The “Arch of Sorrow” is quite a monument in front of the ALZHIR museum in tribute to those terrified voices and plaintive cries of desperate women that have long since been silenced due to forgetfulness by design or sheer neglect. However, the President of this fine country of Kazakhstan strongly believes it was NOT Kazakhstan’s fault that so many women were brought by train from all over the U.S.S.R. to this barren wilderness near Astana to work hard or to die due to the deprivation. Many of these women, who came were from the elite of the Soviet elite, their only problem was that they were married to Soviet men who were considered traitors to the communist cause.
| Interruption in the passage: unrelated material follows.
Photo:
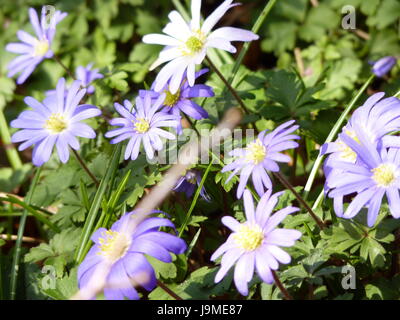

One of my students commented that the train car in front of the “Arch of Sorrow” shows that the war against “Enemies of the People” did not play favorites even with the Soviet upper crust. The symbolism shows inside of the train car when you see two kinds of individuals. One that is clearly aristocratic in her bearing and clothes, another who is huddled in a weak mass in thin clothes and barely clad. [Actually both are not dressed appropriately for the sub zero weather we have been experiencing in Astana this past week. It will not let up until first of March.] For the women who survived ALZHIR prison life, it was one cold day after another especially without their loved ones to care for.
One of my former students from Almaty wrote about her grandmother living through this dreaded experience at ALZHIR. Please see her research paper from December of 2008 where she used different sources and also an interview of her grandma to reveal just how very difficult life was living in ALZHIR. Looking at all the displays inside the museum and hearing the stories behind the pictures from our guide, after an hour we were all weighted down with just how very desperate and dismal these women’s lives were.
One story still haunts me. Some of the Kazakh people in the nearby area of the ALZHIR camp knew that these women from all over the U.S.S.R. were innocent of any crimes or at least they knew they were not well fed and many were dying. In front of the guards, while the women were cutting reeds from the lake, there were Kazakh children holding bags of stones and throwing at the poor women. The guards laughed and taunted the women saying that even the young Kazakh children despised these prisoners. When one woman fell down she smelled the stone as if it were cheese. Yes, in fact, the neighboring Kazakh village had made balls of hardened, dried curd which was meant to feed the starving women. Many other acts of kindness were shown to these innocent women by the neighboring Kazakhs even at risk of being caught and killed.